Over the past month, I have participated in more than 25 video events from board meetings to trainings to team meetings to new business pitches. Some of these online meetings have been terrific. Others have been, well, downright awful. So awful that during one, I turned off my video, muted the audio and sorted through the hundreds of business cards on my desk. It was not just boring, but largely useless.
There are many reasons for such a lack of success. The biggest is that people don’t often take online venues as seriously as if they were in person. It’s easy to get distracted when you are meeting virtually—the kids, the dog, the mail carrier or the kitchen sink are a siren call for our attention, making us less present. But with no end to the Zooming and WebExing in sight, here are some tips to make the most of online meetings and gatherings.
- Take pride in your appearance. Just because you are working from home, doesn’t mean that you should show up to meetings in your favorite sweatshirt with the spaghetti sauce stain on the front. At one meeting I attended, one person was so slovenly looking that I couldn’t really pay attention to anything he said.
- Show yourself when on a video meeting. You marginalize yourself when you appear as the black square with your name. A square with a few letters on it doesn’t give you the visibility you need and makes it harder for other participants to engage with you. If you can only join by phone, make sure you announce yourself so that people know you are there. You can do that in the chat function or at the beginning.
- Show up a few minutes early. It’s always a good idea to check into your meeting a few minutes ahead of the start time to make sure the technology is working. And if you are invited to a meeting using an unfamiliar platform, take a few minutes to try it out or read up on it beforehand.
- Check your background. You don’t have to have fancy equipment or a green screen. Turn your camera on yourself and look closely at what’s behind you. Everyone knows we are at home, so don’t worry about looking like you are in an office. Do make sure whatever room you choose is neat without lots of distracting clutter. If your workspace is in the kitchen, clear the piles of dirty dishes or food. And if you use a background offered on the video platform, choose wisely. On one recent meeting, someone chose a background that looked s/he was in outer space.
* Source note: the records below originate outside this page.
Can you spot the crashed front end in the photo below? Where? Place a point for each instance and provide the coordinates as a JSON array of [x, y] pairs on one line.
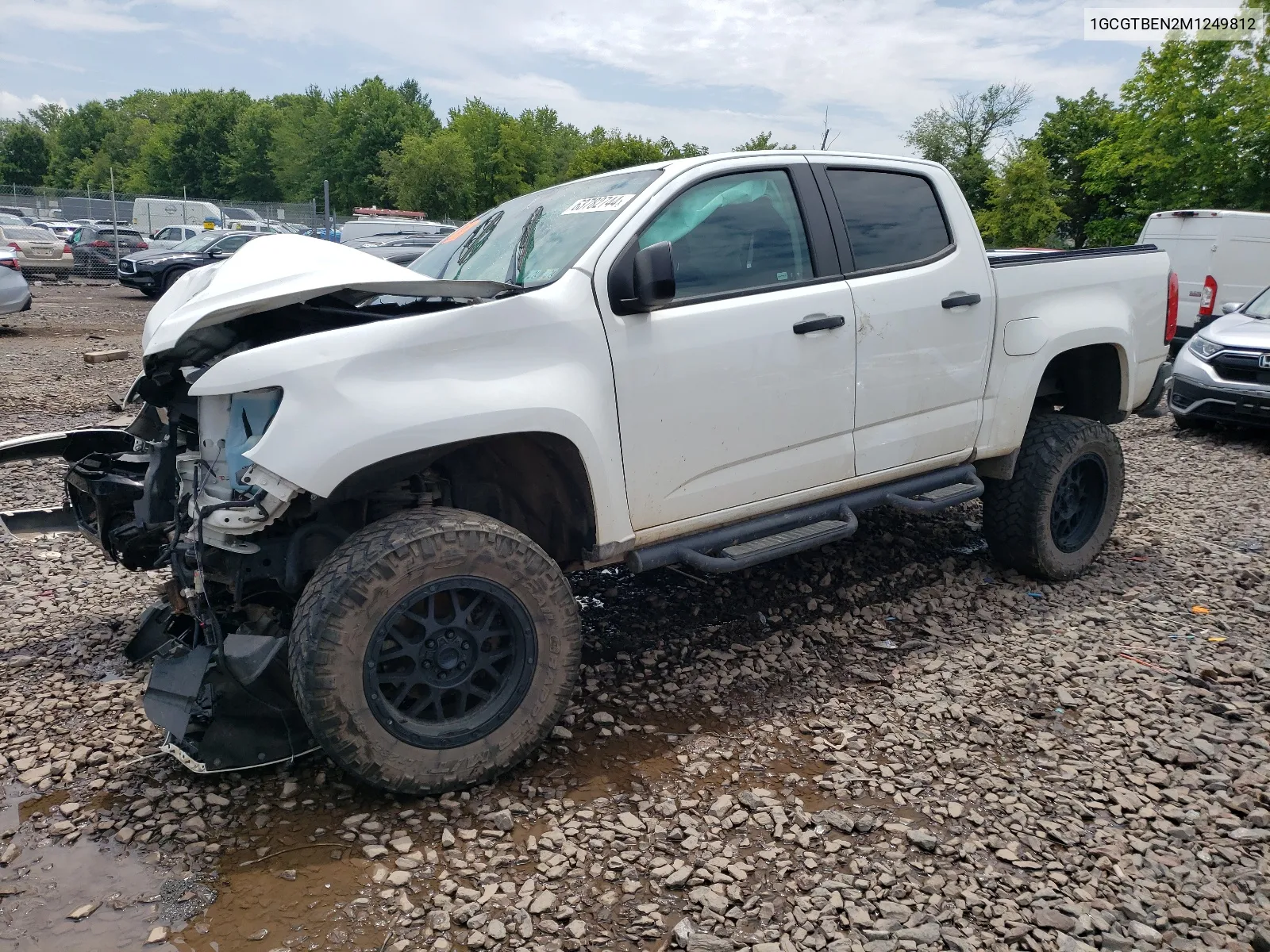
[[177, 490]]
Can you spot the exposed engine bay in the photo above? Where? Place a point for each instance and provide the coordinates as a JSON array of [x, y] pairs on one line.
[[175, 489]]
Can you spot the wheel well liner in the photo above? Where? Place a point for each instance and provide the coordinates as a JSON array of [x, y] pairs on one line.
[[1085, 381], [533, 482]]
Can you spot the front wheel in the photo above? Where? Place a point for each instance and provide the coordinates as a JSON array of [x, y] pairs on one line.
[[1052, 518], [435, 649]]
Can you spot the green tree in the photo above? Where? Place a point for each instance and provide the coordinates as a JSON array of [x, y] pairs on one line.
[[431, 175], [249, 164], [1064, 137], [1022, 209], [23, 154], [760, 143], [962, 133], [201, 141], [366, 121], [1191, 133]]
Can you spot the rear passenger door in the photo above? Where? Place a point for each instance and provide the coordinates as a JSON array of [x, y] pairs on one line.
[[924, 311]]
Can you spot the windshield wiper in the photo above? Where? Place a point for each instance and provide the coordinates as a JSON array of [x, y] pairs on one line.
[[524, 247]]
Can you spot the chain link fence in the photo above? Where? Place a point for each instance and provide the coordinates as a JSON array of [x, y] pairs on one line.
[[150, 213]]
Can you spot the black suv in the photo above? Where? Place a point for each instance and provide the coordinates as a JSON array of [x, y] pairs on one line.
[[154, 272]]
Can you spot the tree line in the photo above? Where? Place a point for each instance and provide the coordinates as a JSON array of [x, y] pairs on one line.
[[1191, 129]]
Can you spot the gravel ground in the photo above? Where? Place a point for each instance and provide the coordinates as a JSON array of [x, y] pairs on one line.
[[887, 744]]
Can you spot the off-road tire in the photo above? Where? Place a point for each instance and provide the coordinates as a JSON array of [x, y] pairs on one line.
[[1018, 512], [361, 582]]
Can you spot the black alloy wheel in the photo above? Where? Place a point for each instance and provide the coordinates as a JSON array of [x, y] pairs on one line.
[[450, 663], [1080, 501]]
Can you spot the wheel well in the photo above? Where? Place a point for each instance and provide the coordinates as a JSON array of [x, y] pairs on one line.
[[535, 482], [1085, 381]]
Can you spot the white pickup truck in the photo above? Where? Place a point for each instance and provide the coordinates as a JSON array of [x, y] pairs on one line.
[[368, 482]]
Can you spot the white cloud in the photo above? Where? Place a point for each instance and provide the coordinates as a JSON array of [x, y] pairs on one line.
[[12, 106], [79, 17], [880, 61]]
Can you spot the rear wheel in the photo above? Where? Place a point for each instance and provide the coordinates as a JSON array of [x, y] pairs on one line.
[[433, 651], [1052, 518]]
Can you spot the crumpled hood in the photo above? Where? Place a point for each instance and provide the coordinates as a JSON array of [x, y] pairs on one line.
[[276, 271], [1240, 330]]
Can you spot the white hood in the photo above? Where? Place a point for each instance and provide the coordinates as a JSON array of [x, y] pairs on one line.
[[275, 271]]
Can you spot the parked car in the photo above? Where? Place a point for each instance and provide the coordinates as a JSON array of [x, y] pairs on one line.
[[150, 215], [173, 235], [1223, 374], [38, 251], [1218, 257], [368, 225], [61, 228], [378, 478], [399, 249], [94, 248], [14, 290], [154, 272]]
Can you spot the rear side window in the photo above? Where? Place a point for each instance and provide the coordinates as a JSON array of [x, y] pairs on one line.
[[892, 219], [733, 232]]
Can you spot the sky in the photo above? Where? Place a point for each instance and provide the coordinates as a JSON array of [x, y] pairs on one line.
[[708, 71]]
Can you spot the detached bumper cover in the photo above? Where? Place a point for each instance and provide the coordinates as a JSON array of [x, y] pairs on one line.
[[1248, 406], [69, 444]]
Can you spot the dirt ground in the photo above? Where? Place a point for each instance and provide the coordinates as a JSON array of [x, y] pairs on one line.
[[886, 744]]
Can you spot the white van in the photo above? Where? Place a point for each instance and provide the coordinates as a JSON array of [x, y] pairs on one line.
[[1219, 257], [150, 215]]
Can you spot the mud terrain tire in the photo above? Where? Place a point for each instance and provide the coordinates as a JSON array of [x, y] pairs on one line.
[[1053, 517], [364, 606]]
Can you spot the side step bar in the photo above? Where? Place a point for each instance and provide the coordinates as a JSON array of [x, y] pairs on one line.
[[38, 522], [747, 543]]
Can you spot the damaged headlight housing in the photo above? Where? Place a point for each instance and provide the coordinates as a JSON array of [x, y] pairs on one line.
[[1206, 349]]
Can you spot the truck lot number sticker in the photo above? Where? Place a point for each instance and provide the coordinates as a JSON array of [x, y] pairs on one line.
[[600, 203]]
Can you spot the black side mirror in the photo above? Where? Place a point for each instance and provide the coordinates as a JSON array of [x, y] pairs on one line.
[[654, 274]]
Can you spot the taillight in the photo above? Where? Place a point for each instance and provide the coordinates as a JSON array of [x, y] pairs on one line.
[[1208, 298], [1172, 309]]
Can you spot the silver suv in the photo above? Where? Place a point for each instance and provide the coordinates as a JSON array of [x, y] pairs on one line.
[[1223, 374]]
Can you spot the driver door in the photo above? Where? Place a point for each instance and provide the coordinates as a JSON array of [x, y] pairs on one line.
[[723, 397]]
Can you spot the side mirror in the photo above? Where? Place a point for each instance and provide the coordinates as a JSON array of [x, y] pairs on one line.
[[654, 274]]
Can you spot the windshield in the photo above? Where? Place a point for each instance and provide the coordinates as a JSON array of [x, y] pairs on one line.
[[1259, 306], [196, 244], [531, 240]]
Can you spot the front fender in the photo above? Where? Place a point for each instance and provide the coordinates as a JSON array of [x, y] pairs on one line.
[[355, 397]]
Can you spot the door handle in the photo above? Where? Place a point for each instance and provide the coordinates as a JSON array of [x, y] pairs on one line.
[[819, 321], [959, 300]]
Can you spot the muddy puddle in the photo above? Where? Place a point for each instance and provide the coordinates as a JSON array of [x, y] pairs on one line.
[[44, 884], [295, 882]]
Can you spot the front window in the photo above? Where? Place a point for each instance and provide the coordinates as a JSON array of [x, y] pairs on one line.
[[1259, 308], [531, 240], [200, 243], [733, 232]]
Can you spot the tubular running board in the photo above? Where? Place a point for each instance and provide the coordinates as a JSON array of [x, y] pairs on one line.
[[37, 522], [747, 543]]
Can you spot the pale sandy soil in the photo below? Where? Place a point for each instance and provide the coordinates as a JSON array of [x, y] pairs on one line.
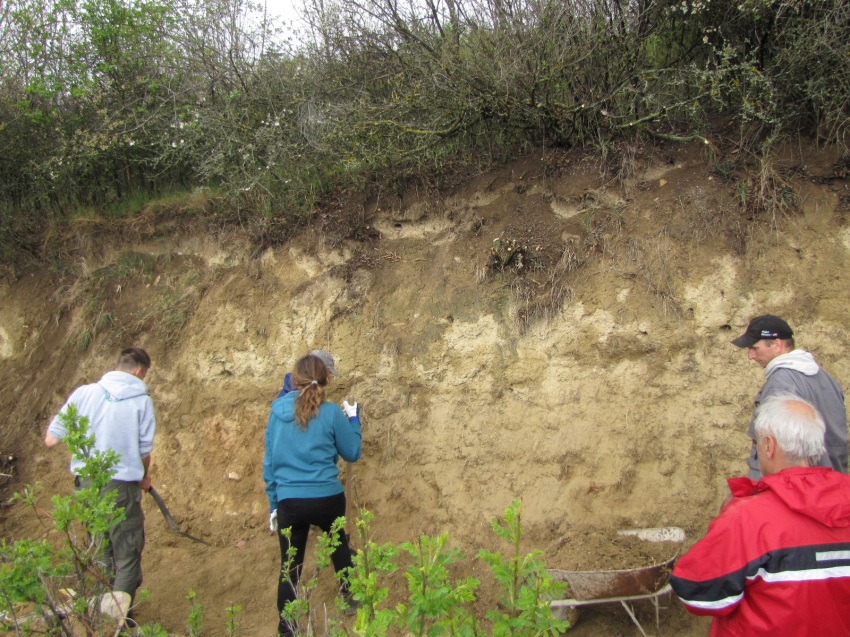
[[620, 404]]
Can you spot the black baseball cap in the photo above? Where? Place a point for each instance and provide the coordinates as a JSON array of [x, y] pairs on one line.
[[761, 327]]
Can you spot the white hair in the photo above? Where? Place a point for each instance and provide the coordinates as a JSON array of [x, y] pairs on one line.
[[799, 434]]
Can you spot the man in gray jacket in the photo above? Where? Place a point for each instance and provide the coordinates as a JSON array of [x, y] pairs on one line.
[[121, 418], [770, 342]]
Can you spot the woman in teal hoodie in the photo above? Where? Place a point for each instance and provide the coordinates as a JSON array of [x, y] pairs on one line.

It, in fact, looked spacey and didn’t work.
- Schedule shorter meetings. It’s a challenge to keep people engaged during in-person meetings and even harder online. Keep your meetings to an hour or 90 minutes at most. If you need longer discussions, break the meeting up into 60 or 90-minute chunks, with breaks in between.
- Smile a lot. It may feel strange to smile aimlessly at your monitor, but it will make you look more engaged. And when you smile when you speak it puts a spring in your voice.
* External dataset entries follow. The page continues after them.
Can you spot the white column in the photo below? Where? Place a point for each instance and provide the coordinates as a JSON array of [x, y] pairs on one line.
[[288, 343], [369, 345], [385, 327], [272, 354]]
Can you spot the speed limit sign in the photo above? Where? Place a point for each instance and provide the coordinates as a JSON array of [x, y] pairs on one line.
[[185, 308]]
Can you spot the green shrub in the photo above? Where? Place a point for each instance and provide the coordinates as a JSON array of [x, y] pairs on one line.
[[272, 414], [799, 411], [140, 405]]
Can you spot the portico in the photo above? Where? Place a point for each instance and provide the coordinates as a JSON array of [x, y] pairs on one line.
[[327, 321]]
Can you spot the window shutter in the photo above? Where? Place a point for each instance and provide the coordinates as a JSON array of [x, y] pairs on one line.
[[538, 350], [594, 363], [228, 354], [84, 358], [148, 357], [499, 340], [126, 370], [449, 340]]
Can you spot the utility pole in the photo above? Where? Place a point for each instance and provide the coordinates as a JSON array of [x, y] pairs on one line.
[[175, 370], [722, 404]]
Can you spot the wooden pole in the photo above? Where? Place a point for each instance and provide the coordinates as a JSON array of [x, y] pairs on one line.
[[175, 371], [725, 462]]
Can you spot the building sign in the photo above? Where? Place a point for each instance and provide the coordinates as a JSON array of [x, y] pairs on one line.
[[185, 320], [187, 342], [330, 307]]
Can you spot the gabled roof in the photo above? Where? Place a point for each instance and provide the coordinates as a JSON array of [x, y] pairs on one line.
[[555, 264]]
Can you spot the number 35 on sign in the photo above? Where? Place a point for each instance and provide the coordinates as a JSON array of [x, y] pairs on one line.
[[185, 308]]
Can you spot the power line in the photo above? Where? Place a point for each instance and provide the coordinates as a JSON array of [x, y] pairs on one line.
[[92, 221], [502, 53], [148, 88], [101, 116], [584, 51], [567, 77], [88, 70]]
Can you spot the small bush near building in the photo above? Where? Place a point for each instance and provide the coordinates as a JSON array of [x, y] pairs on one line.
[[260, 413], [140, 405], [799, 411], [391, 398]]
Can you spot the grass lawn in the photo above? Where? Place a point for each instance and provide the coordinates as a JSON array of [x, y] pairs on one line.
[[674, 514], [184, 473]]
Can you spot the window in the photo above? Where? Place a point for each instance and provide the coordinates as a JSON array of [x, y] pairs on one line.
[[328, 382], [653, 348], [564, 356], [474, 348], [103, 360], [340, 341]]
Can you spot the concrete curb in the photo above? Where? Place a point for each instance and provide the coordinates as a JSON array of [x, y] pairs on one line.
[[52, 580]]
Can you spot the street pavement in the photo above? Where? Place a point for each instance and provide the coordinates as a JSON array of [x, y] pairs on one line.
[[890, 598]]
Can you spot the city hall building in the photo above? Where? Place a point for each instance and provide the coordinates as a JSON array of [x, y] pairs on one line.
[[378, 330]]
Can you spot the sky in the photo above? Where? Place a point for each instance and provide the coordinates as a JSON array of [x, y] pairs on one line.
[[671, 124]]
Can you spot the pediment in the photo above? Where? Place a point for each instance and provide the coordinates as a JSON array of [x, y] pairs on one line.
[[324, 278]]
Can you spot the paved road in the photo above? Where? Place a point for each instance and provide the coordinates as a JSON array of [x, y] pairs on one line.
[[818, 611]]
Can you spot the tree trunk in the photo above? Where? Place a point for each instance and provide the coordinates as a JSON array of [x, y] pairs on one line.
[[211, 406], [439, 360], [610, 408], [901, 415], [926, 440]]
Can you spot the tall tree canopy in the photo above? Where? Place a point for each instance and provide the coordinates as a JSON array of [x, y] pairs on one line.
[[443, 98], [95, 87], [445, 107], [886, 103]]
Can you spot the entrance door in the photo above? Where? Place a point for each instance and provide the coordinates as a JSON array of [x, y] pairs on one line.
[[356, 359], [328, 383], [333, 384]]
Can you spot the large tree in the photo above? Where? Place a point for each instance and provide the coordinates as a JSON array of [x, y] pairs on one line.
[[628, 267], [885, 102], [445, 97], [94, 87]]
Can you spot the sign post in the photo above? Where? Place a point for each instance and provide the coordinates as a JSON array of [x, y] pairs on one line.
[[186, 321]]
- Keep your energy level high. If you are presenting, you’ll have to be more energetic than the folks listening to you to grab and keep their attention. Make sure you speak loudly enough. And be an active listener—smile, nod your head, and ask questions in the chat. It will help keep the presenter’s energy up as well.
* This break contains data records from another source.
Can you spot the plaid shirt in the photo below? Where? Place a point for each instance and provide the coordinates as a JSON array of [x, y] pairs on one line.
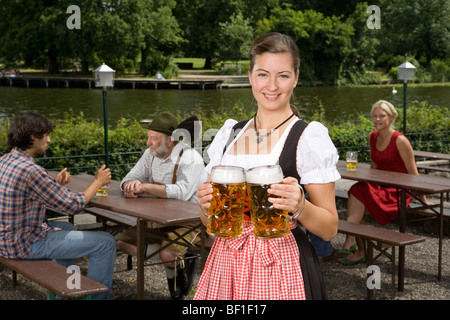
[[26, 190]]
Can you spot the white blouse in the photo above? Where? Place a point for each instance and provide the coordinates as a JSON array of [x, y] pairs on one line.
[[316, 153]]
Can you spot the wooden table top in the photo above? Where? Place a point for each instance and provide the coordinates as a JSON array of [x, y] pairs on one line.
[[422, 182]]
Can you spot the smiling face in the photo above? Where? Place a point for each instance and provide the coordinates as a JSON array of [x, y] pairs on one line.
[[159, 144], [273, 79], [381, 119]]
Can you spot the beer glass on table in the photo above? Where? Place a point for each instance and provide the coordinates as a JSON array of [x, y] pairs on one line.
[[226, 213], [268, 221]]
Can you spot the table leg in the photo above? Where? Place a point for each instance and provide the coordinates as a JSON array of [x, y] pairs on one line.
[[401, 250], [140, 258]]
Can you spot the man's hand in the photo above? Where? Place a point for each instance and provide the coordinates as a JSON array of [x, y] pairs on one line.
[[132, 188]]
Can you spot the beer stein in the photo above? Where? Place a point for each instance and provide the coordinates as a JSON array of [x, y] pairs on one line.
[[226, 213]]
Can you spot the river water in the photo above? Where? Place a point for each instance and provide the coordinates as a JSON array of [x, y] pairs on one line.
[[340, 103]]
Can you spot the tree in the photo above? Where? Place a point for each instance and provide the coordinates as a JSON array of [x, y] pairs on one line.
[[417, 27], [235, 38]]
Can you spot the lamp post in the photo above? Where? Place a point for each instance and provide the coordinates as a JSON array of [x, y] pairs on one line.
[[104, 77], [405, 72]]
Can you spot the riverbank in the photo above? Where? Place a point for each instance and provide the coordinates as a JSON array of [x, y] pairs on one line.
[[187, 79]]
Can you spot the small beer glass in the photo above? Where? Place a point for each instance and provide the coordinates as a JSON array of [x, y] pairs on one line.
[[268, 221], [352, 160], [226, 213]]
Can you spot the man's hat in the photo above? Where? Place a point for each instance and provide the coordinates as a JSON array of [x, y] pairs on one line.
[[165, 122]]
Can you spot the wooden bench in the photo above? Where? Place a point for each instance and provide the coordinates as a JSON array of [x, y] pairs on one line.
[[53, 277], [427, 168], [131, 250], [380, 240]]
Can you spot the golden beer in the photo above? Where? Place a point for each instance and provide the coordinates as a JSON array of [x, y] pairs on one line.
[[352, 160], [102, 191], [226, 213], [268, 222]]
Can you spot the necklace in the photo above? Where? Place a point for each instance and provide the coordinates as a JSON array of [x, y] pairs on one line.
[[259, 137]]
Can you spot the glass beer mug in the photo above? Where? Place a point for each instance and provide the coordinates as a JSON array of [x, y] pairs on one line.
[[226, 213], [268, 221]]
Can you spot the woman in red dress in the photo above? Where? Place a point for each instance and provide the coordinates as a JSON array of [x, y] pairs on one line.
[[389, 150]]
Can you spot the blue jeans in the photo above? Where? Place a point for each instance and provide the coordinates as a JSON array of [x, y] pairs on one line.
[[68, 244], [323, 248]]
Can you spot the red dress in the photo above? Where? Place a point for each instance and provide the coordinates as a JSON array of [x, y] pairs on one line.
[[382, 202]]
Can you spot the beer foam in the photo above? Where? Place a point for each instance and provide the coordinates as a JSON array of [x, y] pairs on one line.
[[223, 175], [264, 175]]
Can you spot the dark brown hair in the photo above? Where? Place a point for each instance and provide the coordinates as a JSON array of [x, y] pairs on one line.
[[275, 42], [24, 126]]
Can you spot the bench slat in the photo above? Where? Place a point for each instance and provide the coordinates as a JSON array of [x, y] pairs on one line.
[[112, 216], [53, 277]]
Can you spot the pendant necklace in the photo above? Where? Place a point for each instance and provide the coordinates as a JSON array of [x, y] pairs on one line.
[[259, 137]]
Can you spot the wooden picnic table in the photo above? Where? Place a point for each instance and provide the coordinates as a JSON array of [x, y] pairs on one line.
[[423, 183], [150, 212], [432, 155]]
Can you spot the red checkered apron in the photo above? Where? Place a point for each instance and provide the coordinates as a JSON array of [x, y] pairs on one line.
[[247, 268]]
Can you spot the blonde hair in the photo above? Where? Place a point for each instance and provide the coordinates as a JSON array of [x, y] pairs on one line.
[[387, 107]]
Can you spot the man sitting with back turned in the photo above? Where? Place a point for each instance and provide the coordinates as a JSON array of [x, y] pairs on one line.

Just because we don’t see each other in person, doesn’t mean we have to sacrifice the personal connection in our professional and personal lives. While not the same as “being there” online platforms may, in the future, even give us an edge. They can be convened on little notice and save people costly commutes or travel. Under the shadow of today’s crisis, they are also the next best thing. Use them well and put your best self forward.